Alser Mohammed, Shahroodi Taha, Gómez-Luna Juan, Alkan Can, Mutlu Onur
Department of Computer Science, ETH Zurich, Zurich 8006, Switzerland.
Department of Information Technology and Electrical Engineering, ETH Zurich, Zurich 8006, Switzerland.
Bioinformatics. 2021 Apr 1;36(22-23):5282-5290. doi: 10.1093/bioinformatics/btaa1015.
We introduce SneakySnake, a highly parallel and highly accurate pre-alignment filter that remarkably reduces the need for computationally costly sequence alignment. The key idea of SneakySnake is to reduce the approximate string matching (ASM) problem to the single net routing (SNR) problem in VLSI chip layout. In the SNR problem, we are interested in finding the optimal path that connects two terminals with the least routing cost on a special grid layout that contains obstacles. The SneakySnake algorithm quickly solves the SNR problem and uses the found optimal path to decide whether or not performing sequence alignment is necessary. Reducing the ASM problem into SNR also makes SneakySnake efficient to implement on CPUs, GPUs and FPGAs.
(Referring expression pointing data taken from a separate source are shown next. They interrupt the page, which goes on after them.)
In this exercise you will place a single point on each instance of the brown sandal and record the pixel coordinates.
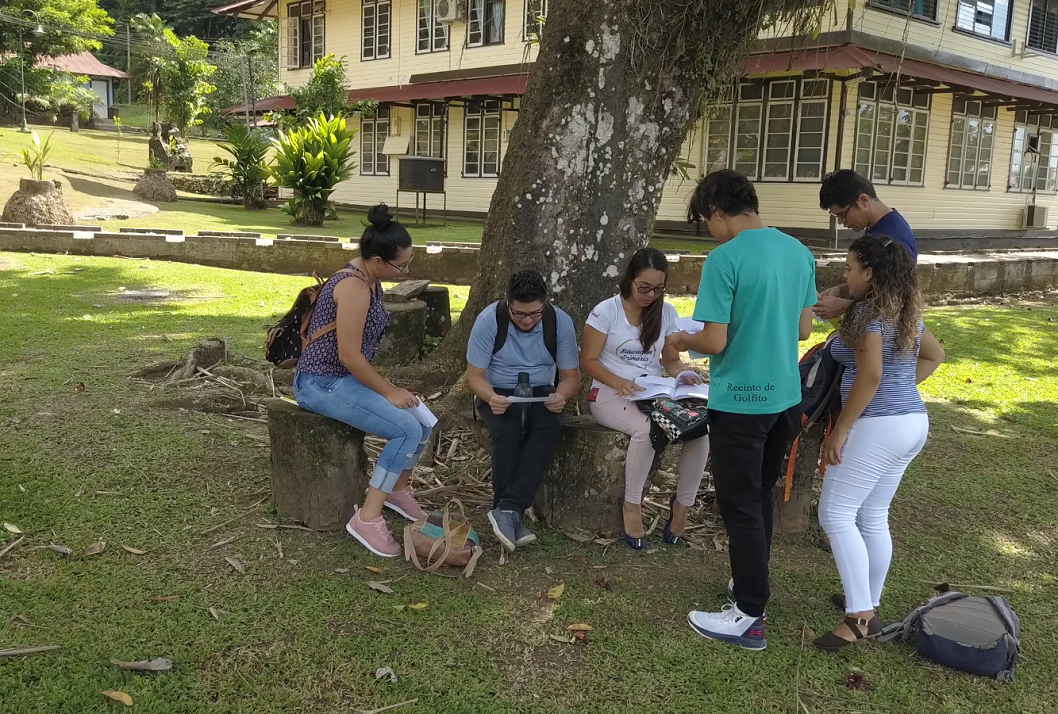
(872, 626)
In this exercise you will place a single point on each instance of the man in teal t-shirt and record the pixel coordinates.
(754, 298)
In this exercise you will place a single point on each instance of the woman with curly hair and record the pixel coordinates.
(887, 352)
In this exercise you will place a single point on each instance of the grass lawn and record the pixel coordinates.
(301, 632)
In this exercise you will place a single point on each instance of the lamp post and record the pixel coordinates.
(38, 31)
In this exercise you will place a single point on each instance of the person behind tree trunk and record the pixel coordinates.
(755, 298)
(887, 351)
(614, 355)
(853, 201)
(335, 378)
(523, 435)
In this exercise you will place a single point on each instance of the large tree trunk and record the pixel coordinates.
(615, 90)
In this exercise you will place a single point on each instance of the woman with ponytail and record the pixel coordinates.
(624, 337)
(335, 377)
(887, 352)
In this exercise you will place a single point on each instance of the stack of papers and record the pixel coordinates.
(669, 387)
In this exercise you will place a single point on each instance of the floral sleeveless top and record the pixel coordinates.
(321, 357)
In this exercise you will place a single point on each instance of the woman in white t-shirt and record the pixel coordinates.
(613, 354)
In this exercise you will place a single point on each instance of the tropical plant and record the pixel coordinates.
(312, 160)
(247, 166)
(36, 156)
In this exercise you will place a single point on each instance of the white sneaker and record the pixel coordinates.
(730, 625)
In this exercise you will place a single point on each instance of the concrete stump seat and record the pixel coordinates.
(318, 467)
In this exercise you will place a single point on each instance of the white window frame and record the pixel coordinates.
(376, 30)
(374, 133)
(1022, 179)
(878, 152)
(431, 120)
(1044, 7)
(968, 12)
(972, 144)
(892, 6)
(480, 18)
(489, 117)
(531, 26)
(431, 35)
(778, 143)
(741, 134)
(315, 13)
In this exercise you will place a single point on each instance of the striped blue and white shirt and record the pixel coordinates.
(897, 392)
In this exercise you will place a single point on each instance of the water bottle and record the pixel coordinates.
(524, 389)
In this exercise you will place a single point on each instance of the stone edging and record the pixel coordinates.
(938, 275)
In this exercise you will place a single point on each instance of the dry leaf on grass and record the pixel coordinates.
(157, 664)
(119, 696)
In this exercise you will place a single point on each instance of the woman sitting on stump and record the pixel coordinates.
(887, 351)
(335, 377)
(614, 355)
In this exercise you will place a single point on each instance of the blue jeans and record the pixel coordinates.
(347, 400)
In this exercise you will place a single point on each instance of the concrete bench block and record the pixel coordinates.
(402, 343)
(318, 467)
(164, 232)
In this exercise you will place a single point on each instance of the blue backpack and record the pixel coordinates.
(974, 635)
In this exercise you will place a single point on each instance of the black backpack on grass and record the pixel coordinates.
(979, 636)
(289, 337)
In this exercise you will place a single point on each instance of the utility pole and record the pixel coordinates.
(245, 89)
(128, 56)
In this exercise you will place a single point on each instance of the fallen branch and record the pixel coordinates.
(11, 547)
(232, 520)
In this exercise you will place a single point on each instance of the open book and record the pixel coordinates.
(669, 387)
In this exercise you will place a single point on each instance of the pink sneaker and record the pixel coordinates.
(374, 534)
(403, 501)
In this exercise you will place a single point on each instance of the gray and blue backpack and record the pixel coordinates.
(974, 635)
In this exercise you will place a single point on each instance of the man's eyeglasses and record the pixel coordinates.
(648, 290)
(401, 269)
(517, 314)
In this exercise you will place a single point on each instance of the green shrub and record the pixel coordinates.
(312, 160)
(247, 167)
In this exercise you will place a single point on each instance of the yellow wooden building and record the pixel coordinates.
(947, 105)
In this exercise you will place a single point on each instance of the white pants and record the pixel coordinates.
(854, 506)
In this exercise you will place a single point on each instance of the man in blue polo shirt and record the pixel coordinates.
(521, 334)
(853, 201)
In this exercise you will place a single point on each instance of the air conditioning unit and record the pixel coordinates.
(1035, 217)
(451, 11)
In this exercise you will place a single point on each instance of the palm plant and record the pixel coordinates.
(247, 164)
(36, 156)
(312, 159)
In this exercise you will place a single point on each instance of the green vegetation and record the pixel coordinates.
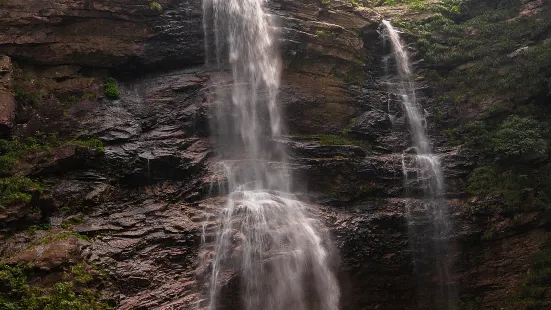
(517, 188)
(110, 87)
(16, 292)
(325, 33)
(14, 150)
(494, 45)
(155, 6)
(485, 58)
(327, 140)
(32, 98)
(534, 286)
(74, 220)
(17, 189)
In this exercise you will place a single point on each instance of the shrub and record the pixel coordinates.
(110, 88)
(518, 138)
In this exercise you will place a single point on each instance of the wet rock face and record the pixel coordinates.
(102, 33)
(143, 201)
(7, 102)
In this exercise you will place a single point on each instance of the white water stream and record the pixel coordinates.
(430, 242)
(265, 237)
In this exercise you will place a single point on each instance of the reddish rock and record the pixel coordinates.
(50, 255)
(7, 102)
(101, 33)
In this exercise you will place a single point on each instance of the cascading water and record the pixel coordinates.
(264, 236)
(428, 221)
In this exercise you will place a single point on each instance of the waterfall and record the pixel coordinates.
(428, 222)
(266, 243)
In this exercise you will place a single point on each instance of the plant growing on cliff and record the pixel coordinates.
(155, 6)
(518, 139)
(110, 88)
(17, 189)
(534, 285)
(16, 292)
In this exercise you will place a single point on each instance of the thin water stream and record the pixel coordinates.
(428, 221)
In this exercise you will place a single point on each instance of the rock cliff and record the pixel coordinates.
(124, 186)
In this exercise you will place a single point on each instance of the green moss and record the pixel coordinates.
(14, 150)
(328, 140)
(110, 88)
(74, 220)
(533, 287)
(90, 143)
(325, 33)
(16, 292)
(32, 98)
(155, 6)
(17, 190)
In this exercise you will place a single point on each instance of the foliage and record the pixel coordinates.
(17, 189)
(478, 50)
(534, 285)
(74, 220)
(516, 188)
(17, 294)
(110, 88)
(93, 143)
(518, 138)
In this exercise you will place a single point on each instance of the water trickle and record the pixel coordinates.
(264, 236)
(428, 221)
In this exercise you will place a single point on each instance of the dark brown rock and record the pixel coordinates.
(101, 33)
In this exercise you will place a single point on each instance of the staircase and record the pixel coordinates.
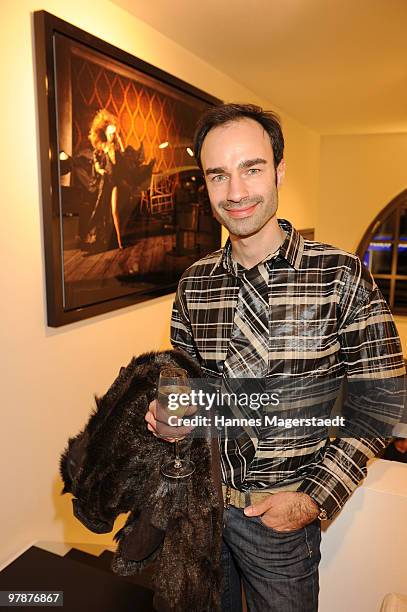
(87, 582)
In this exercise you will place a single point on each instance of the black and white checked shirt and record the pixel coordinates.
(326, 314)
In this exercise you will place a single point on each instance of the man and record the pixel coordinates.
(271, 305)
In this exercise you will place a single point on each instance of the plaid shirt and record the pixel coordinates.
(326, 314)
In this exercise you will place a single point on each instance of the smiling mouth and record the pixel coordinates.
(239, 213)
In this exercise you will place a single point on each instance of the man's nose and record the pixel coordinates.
(237, 189)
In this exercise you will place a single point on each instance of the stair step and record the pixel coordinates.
(85, 588)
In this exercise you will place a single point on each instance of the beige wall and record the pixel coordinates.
(50, 375)
(359, 175)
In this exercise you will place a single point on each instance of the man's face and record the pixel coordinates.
(238, 164)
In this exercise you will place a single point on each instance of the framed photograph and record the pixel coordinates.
(125, 207)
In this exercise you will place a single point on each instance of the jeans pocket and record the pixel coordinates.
(280, 534)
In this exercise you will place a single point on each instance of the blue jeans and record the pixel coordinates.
(279, 570)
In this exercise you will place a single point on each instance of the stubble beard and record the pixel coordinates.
(247, 226)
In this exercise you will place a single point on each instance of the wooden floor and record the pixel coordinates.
(146, 256)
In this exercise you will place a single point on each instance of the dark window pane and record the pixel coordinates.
(384, 286)
(403, 225)
(385, 230)
(380, 257)
(402, 258)
(400, 298)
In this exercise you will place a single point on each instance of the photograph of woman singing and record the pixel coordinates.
(107, 159)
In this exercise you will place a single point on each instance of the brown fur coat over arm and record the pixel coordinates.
(113, 466)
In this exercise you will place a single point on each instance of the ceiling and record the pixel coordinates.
(337, 66)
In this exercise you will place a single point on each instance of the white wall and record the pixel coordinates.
(364, 549)
(359, 176)
(49, 375)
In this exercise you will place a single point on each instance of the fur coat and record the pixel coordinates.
(113, 466)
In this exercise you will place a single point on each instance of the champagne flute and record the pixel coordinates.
(174, 380)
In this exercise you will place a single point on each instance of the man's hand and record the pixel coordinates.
(157, 423)
(285, 511)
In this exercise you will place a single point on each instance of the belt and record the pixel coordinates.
(241, 499)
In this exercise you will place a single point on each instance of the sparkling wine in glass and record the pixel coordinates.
(174, 381)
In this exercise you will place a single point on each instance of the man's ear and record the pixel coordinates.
(280, 172)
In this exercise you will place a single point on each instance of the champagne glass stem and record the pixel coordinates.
(177, 460)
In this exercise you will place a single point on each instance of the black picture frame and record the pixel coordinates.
(141, 191)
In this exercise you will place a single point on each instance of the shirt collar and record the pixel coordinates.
(291, 250)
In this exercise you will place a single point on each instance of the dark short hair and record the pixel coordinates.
(225, 113)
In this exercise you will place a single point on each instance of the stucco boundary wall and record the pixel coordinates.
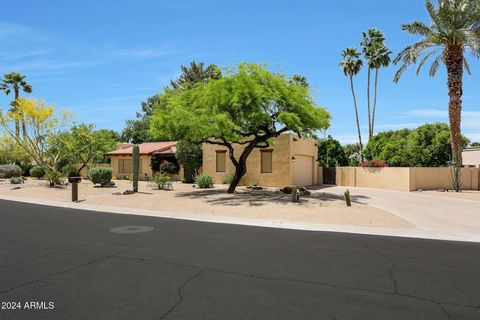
(406, 179)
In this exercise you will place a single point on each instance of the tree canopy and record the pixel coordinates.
(331, 153)
(83, 144)
(248, 106)
(426, 146)
(137, 130)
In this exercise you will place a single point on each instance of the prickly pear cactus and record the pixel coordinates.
(136, 164)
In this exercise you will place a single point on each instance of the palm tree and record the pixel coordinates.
(454, 28)
(15, 81)
(380, 59)
(377, 56)
(351, 65)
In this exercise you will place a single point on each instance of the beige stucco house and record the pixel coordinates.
(471, 157)
(290, 160)
(122, 158)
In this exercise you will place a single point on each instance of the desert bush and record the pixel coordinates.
(53, 177)
(70, 171)
(10, 170)
(37, 172)
(288, 189)
(204, 181)
(26, 168)
(228, 179)
(101, 175)
(373, 164)
(169, 167)
(17, 180)
(162, 181)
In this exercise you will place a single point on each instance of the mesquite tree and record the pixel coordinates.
(247, 107)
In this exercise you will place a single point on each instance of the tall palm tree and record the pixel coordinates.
(454, 28)
(15, 81)
(351, 65)
(377, 56)
(380, 59)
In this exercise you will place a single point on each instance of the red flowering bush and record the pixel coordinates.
(373, 164)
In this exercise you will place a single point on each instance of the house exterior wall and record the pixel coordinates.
(471, 157)
(284, 148)
(405, 179)
(145, 161)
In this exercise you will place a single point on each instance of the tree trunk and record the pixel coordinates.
(374, 101)
(240, 165)
(368, 104)
(17, 122)
(454, 62)
(17, 128)
(240, 171)
(356, 118)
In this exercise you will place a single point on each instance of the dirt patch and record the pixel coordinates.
(267, 204)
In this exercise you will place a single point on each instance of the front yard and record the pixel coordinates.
(267, 204)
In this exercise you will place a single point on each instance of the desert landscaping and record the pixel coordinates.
(265, 204)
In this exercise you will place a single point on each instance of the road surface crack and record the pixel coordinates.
(64, 271)
(180, 295)
(320, 283)
(444, 310)
(390, 270)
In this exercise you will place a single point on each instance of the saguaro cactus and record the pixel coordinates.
(136, 165)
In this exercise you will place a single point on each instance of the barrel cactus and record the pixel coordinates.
(136, 165)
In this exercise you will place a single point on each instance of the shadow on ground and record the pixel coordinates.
(244, 196)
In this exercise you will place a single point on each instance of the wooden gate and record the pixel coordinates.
(329, 176)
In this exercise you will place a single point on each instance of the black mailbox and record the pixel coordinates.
(74, 179)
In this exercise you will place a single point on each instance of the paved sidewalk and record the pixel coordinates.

SneakySnake significantly improves the accuracy of pre-alignment filtering by up to four orders of magnitude compared to the state-of-the-art pre-alignment filters, Shouji, GateKeeper and SHD. For short sequences, SneakySnake accelerates Edlib (state-of-the-art implementation of Myers's bit-vector algorithm) and Parasail (state-of-the-art sequence aligner with a configurable scoring function), by up to 37.7× and 43.9× (>12× on average), respectively, with its CPU implementation, and by up to 413× and 689× (>400× on average), respectively, with FPGA and GPU acceleration. For long sequences, the CPU implementation of SneakySnake accelerates Parasail and KSW2 (sequence aligner of minimap2) by up to 979× (276.9× on average) and 91.7× (31.7× on average), respectively. As SneakySnake does not replace sequence alignment, users can still obtain all capabilities (e.g. configurable scoring functions) of the aligner of their choice, unlike existing acceleration efforts that sacrifice some aligner capabilities.
https://github.com/CMU-SAFARI/SneakySnake.
Supplementary data are available at Bioinformatics online.
我们引入了SneakySnake,这是一种高度并行且高度准确的预比对过滤器,能显著减少对计算成本高昂的序列比对的需求。SneakySnake的关键思想是将近似字符串匹配(ASM)问题简化为超大规模集成电路(VLSI)芯片布局中的单网路由(SNR)问题。在SNR问题中,我们关注的是在包含障碍物的特殊网格布局上找到连接两个终端且路由成本最低的最优路径。SneakySnake算法能快速解决SNR问题,并利用找到的最优路径来决定是否有必要进行序列比对。将ASM问题简化为SNR问题也使得SneakySnake能够在CPU、GPU和FPGA上高效实现。
与当前最先进的预比对过滤器Shouji、GateKeeper和SHD相比,SneakySnake将预比对过滤的准确率显著提高了多达四个数量级。对于短序列,SneakySnake的CPU实现分别将Edlib(Myers比特向量算法的当前最先进实现)和Parasail(具有可配置评分函数的当前最先进序列比对器)加速了多达37.7倍和43.9倍(平均>12倍),而通过FPGA和GPU加速时分别高达413倍和689倍(平均>400倍)。对于长序列,SneakySnake的CPU实现分别将Parasail和KSW2(minimap2的序列比对器)加速了多达979倍(平均276.9倍)和91.7倍(平均31.7倍)。由于SneakySnake并不替代序列比对,与现有的牺牲某些比对器功能的加速方法不同,用户仍然可以获得他们选择的比对器的所有功能(例如可配置评分函数)。
https://github.com/CMU - SAFARI/SneakySnake。
补充数据可在《生物信息学》在线获取。